Exemplos dessas medidas são: aumento da taxa de juros e, principalmente, da taxa de compulsório, que controla o quanto de moeda os bancos podem criar. Entretanto, além de mostrar a ineficácia das ações do governo, os dados sobre o PIB chinês vieram acompanhados da inflação para o mesmo período, de 3,3%, acima da meta de inflação que é de 3%.
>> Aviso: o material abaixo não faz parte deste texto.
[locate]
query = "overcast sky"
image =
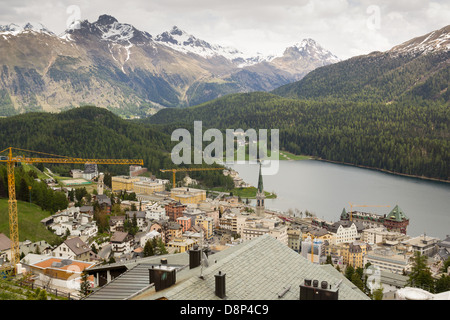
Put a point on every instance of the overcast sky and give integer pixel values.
(345, 27)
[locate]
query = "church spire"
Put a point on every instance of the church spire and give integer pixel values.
(260, 195)
(260, 182)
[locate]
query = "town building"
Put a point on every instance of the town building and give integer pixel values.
(104, 202)
(388, 259)
(424, 244)
(318, 253)
(344, 232)
(234, 222)
(251, 270)
(294, 239)
(396, 220)
(137, 171)
(187, 195)
(174, 210)
(140, 216)
(443, 251)
(116, 223)
(353, 253)
(172, 230)
(73, 249)
(255, 227)
(155, 212)
(381, 235)
(149, 236)
(121, 243)
(207, 224)
(74, 223)
(319, 234)
(180, 245)
(185, 223)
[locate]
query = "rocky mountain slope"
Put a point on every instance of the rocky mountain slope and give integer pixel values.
(116, 66)
(416, 69)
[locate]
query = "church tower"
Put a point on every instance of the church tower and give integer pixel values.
(260, 195)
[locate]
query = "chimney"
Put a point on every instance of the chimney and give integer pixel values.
(220, 285)
(324, 292)
(162, 278)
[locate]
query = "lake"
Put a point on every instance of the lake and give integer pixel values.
(326, 188)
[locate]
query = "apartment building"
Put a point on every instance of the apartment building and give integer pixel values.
(188, 195)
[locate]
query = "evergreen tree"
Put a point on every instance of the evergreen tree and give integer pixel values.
(442, 284)
(84, 285)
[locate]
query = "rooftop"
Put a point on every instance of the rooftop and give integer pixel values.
(257, 269)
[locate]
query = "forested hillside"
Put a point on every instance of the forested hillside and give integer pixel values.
(379, 77)
(399, 137)
(90, 132)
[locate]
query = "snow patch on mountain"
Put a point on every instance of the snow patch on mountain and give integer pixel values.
(438, 40)
(310, 48)
(186, 43)
(13, 29)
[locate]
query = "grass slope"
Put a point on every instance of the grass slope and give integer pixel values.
(30, 227)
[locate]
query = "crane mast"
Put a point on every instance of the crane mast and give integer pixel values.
(12, 202)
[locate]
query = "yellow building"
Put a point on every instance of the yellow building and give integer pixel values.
(147, 187)
(353, 253)
(123, 183)
(318, 234)
(188, 195)
(137, 185)
(181, 245)
(207, 224)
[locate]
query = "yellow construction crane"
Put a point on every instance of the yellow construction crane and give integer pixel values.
(174, 171)
(12, 159)
(360, 205)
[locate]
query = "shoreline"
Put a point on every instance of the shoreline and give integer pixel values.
(383, 170)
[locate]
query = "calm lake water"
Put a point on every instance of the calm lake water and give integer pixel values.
(326, 188)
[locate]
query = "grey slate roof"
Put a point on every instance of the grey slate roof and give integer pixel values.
(255, 270)
(124, 286)
(77, 245)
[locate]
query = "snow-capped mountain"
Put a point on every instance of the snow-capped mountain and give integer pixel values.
(13, 29)
(310, 49)
(438, 40)
(114, 65)
(182, 41)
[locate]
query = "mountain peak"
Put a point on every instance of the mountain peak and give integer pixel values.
(438, 40)
(14, 29)
(176, 31)
(308, 48)
(105, 19)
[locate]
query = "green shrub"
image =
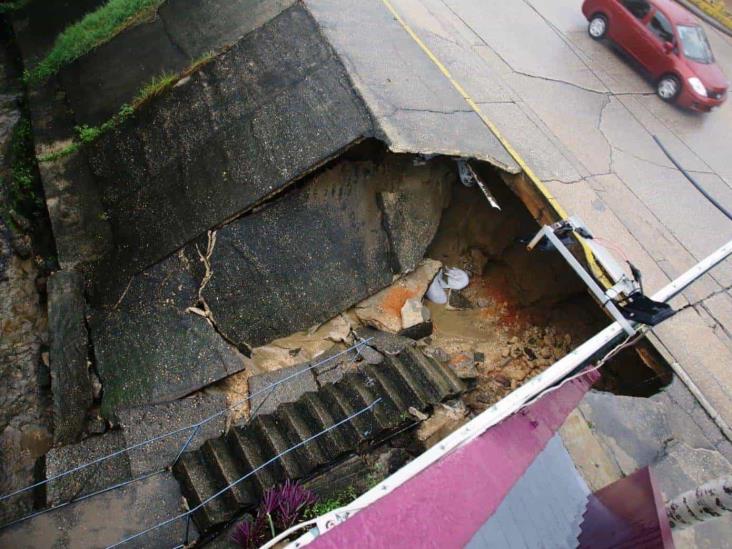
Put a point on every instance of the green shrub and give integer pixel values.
(94, 29)
(156, 86)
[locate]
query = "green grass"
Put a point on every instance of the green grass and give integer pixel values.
(12, 5)
(155, 87)
(321, 507)
(86, 134)
(20, 189)
(94, 29)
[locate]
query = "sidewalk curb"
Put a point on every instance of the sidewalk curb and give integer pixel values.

Para nós brasileiros esse resultado parece bastante positivo, pois como estamos acostumados com expansões do PIB próximos a 3 % combinados a inflações na casa de 4% e somente num período muito recente, não há motivos para que, por exemplo, a bolsa de Xangai caia 4%, como ocorreu. Contudo a China vem crescendo nesses últimos anos na casa dos dois dígitos, sem em nenhum momento ter uma inflação mais alta.
.
Assim esses dados são uma sinalização de mudança no cenário. Essa pode ser positiva para nós, porque os chineses terão que diminuir o seu nível de investimento impulsionado pela alta margem de lucro do país, e um meio para que isso ocorra é a valorização do Yuan, a moeda chinesa, que levará os produtos chineses ficarem mais caros no Brasil. Com isso, as nossas indústrias que vem sofrendo com a concorrência dos chineses, serão aliviadas e poderão, assim, se adaptarem melhor aos novos desafios globais. Portanto resta-nos saber qual será a ação do governo chinês a frente desse novo desafio.